Imagine that thread A uses
grow_by to append 50 objects to the thread, while thread B appends 1000 objects. Assume that thread A “wins” – it gets access to the memory first, allocates space for 50 objects and starts constructing them. While thread A is constructing its objects, thread B can allocate space for its 1000 objects (because the whole point is to be able to do this concurrently) and thread B starts constructing its objects. Thread A finishes first (it only has 50 elements to construct), it updates
size to reflect the additional 50 objects. Thread B finishes and it then updates
size to reflect its 1000 objects. Everyone is happy.
What if things go differently? Let’s say that thread B “wins”, allocates space for its 1000 objects and starts constructing them. Thread A then allocates space for its 50 objects and starts constructing them. Thread A finishes first (only 50 objects). What should it update
size to? Remember that in this hypothetical situation we want
size to reflect the number of fully constructed objects. Unless thread A is prepared to wait until thread B has finished constructing its objects (which would kill our concurrent performance) it cannot change
size because that would also include the partially constructed objects that thread B is working on. Since thread A cannot change
size, thread B must change it when thread B has finished constructing its objects. Thread B needs to add on the number of elements it just appended and the number of elements that thread A appended. That’s going to add a bunch of complication internally to make sure that everything gets updated correctly, and I haven’t even started on threads C through Z which might also be growing and accessing the vector.
What isn’t there?
Notice what we haven’t seen. There are no erase methods and no insert methods. You cannot remove any elements from the vector (with the exception of
clear which cannot be used concurrently) and you cannot insert elements in the middle – that means that you can’t change the position of any element once it is in the vector. There is only one place you can add elements to a concurrent vector – at the end.

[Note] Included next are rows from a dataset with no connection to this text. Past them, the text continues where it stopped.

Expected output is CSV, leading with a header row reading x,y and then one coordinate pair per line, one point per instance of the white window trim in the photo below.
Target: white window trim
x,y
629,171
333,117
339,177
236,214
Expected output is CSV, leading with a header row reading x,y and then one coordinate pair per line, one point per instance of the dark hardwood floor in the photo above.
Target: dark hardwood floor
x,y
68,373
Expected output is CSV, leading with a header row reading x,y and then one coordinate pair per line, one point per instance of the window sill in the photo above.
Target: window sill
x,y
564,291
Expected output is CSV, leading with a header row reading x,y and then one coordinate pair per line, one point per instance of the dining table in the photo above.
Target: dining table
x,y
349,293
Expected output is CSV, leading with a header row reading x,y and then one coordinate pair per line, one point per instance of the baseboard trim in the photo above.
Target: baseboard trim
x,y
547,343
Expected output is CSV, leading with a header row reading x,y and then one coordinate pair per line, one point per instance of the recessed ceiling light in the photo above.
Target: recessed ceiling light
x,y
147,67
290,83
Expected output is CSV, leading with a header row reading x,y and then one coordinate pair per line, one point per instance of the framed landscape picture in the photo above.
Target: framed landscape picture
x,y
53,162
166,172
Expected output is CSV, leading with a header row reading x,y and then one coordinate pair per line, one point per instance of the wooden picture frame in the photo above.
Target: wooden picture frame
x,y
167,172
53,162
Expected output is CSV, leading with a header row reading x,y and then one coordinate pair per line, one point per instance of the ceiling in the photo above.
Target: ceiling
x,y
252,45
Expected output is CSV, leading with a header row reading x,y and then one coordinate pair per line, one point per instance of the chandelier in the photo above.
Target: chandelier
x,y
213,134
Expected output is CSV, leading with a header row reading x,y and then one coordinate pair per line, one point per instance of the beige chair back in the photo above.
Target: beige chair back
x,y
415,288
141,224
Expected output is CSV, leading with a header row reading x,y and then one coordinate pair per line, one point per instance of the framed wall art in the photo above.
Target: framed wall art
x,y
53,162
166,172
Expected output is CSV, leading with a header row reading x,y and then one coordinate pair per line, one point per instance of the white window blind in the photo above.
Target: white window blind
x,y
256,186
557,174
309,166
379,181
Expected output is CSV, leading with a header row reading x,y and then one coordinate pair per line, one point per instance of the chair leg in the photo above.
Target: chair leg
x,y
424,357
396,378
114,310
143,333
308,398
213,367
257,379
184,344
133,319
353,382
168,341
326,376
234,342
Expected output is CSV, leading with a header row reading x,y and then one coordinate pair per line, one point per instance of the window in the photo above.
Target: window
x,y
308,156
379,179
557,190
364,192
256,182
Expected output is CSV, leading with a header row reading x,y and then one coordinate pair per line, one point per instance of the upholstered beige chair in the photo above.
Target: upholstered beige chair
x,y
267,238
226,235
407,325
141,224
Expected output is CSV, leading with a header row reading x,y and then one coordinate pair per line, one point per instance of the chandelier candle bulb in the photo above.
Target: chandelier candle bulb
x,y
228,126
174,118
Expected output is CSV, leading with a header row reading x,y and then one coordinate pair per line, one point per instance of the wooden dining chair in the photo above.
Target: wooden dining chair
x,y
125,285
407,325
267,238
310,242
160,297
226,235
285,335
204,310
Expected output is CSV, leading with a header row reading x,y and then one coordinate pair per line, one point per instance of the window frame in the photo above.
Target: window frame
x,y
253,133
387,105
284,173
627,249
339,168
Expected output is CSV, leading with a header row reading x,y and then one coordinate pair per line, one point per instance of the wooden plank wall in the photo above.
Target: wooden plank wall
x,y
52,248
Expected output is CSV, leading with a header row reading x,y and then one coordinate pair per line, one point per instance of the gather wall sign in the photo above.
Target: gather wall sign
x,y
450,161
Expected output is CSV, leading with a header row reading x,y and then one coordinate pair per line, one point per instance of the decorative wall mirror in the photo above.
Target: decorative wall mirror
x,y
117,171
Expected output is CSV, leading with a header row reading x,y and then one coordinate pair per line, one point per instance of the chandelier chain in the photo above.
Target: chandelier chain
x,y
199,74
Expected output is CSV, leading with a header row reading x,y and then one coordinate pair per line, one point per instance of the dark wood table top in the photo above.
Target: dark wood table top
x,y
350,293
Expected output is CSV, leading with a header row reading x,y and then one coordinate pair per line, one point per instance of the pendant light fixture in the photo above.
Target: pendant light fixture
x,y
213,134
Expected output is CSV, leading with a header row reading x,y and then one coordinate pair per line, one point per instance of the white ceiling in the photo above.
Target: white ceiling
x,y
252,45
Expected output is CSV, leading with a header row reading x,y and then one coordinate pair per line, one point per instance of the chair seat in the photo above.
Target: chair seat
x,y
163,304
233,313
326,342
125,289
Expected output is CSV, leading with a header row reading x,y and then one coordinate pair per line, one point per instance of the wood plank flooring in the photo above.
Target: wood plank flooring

Concurrent vector has the usual
rend methods for getting iterators. It also guarantees that elements will never be moved – concurrent vector does not do the std::vector trick of allocating new memory and copying everything over (and invalidating iterators). Couple that with the lack of erase methods and you get the property that once you have a valid index, reference or iterator to an element, that index, reference or iterator will stay valid until the concurrent vector is cleared or destroyed. This means that one thread cannot invalidate the references on another thread – the API is giving us some safety that we didn’t have before.
tbb::concurrent_vector has the normal operations around size and capacity:
size_type size() const bool empty() const size_type capacity() const size_type max_size() const
To finish off the API there are the usual mixture of constructors and a destructor, none of which can be used concurrently (and it is possible to call constructors concurrently if you’re using placement new or have some half baked singleton implementation). There’s assignment (both
operator = and
assign methods), a specialization of
swap, and a
shrink_to_fit method (to match C++11’s
shrink_to_fit method). There are also some parallel iteration methods (
range) which make the concurrent vector easily usable in Intel’s concurrent algorithms.
So what’s the conclusion? Intel have stripped a lot of the functionality from std::vector but left in the core operations – growing the vector by appending elements, and accessing them. Even with that limited functionality it is still possible to do things incorrectly, however a little discipline around setup and tear down helps mitigate this. My code has an initial sequence that is single threaded, then it kicks off several threads, and on shutdown it ends up back on a single thread. I make sure that the non-concurrent methods are only called from a single thread.
Concurrent programming is hard to begin with, the fact that we need to rethink our APIs just makes it harder.